Given the tool's complexity, does the description cover enough for an agent to succeed on first attempt?

Given the tool has an output schema (so return values don't need explanation), 1 parameter with partial documentation, and no annotations, the description is reasonably complete. It covers purpose, parameter meaning, and output content, though could benefit from more behavioral details like error handling.

Complex tools with many parameters or behaviors need more documentation. Simple tools need less. This dimension scales expectations accordingly.

Parameters4/5

Does the description clarify parameter syntax, constraints, interactions, or defaults beyond what the schema provides?

With 0% schema description coverage and 1 parameter, the description compensates well by explaining 'slug' as a 'Researcher identifier' in the Args section, adding meaning beyond the bare schema. However, it doesn't specify format or examples for the slug.

Input schemas describe structure but not intent. Descriptions should explain non-obvious parameter relationships and valid value ranges.

Purpose5/5

Does the description clearly state what the tool does and how it differs from similar tools?
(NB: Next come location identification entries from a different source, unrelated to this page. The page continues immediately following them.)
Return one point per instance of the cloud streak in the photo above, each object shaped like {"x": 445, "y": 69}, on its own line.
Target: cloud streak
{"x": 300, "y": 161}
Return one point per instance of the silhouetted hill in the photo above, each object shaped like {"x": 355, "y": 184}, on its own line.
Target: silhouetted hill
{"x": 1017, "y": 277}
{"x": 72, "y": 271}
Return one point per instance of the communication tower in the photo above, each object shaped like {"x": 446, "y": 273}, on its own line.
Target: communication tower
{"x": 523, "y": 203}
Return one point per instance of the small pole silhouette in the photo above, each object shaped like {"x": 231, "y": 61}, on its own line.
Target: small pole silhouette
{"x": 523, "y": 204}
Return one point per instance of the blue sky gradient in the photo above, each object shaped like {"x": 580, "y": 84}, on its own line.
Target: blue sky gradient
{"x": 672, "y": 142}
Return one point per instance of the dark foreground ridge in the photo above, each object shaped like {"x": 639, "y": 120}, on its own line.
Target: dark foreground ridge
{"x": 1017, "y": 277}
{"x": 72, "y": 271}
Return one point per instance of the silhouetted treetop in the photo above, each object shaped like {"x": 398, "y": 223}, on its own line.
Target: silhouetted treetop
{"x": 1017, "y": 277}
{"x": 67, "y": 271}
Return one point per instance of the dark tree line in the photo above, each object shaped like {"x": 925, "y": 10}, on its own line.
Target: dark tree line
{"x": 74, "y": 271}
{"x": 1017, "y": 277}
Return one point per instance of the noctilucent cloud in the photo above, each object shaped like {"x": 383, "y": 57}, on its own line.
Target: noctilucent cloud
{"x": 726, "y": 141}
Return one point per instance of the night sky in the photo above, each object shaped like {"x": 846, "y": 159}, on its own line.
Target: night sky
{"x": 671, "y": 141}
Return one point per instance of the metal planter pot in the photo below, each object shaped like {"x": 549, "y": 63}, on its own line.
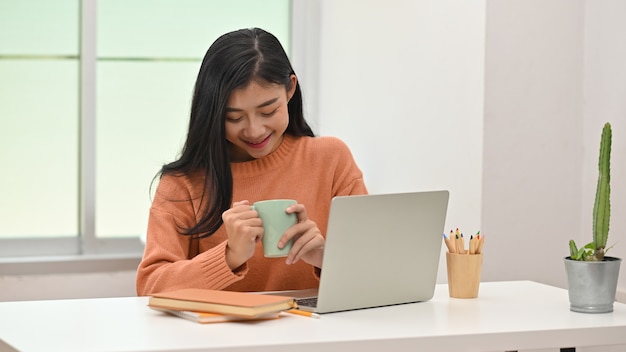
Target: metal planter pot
{"x": 592, "y": 285}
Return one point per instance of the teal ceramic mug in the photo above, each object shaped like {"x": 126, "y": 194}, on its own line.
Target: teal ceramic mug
{"x": 275, "y": 222}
The description clearly states the verb ('Get') and resource ('a researcher's code repositories'), specifies the unique QIC score feature, and distinguishes from siblings like get_papers or get_datasets by focusing on code repositories with quality metrics.

Agents choose between tools based on descriptions. A clear purpose with a specific verb and resource helps agents select the right tool.

Usage Guidelines3/5

Does the description explain when to use this tool, when not to, or what alternatives exist?

The description implies usage for researchers' code repositories with quality assessment, but doesn't explicitly state when to use this vs. alternatives like list_researchers or get_profile. It provides context but lacks explicit guidance on exclusions or comparisons.

Agents often have multiple tools that could apply. Explicit usage guidance like "use X instead of Y when Z" prevents misuse.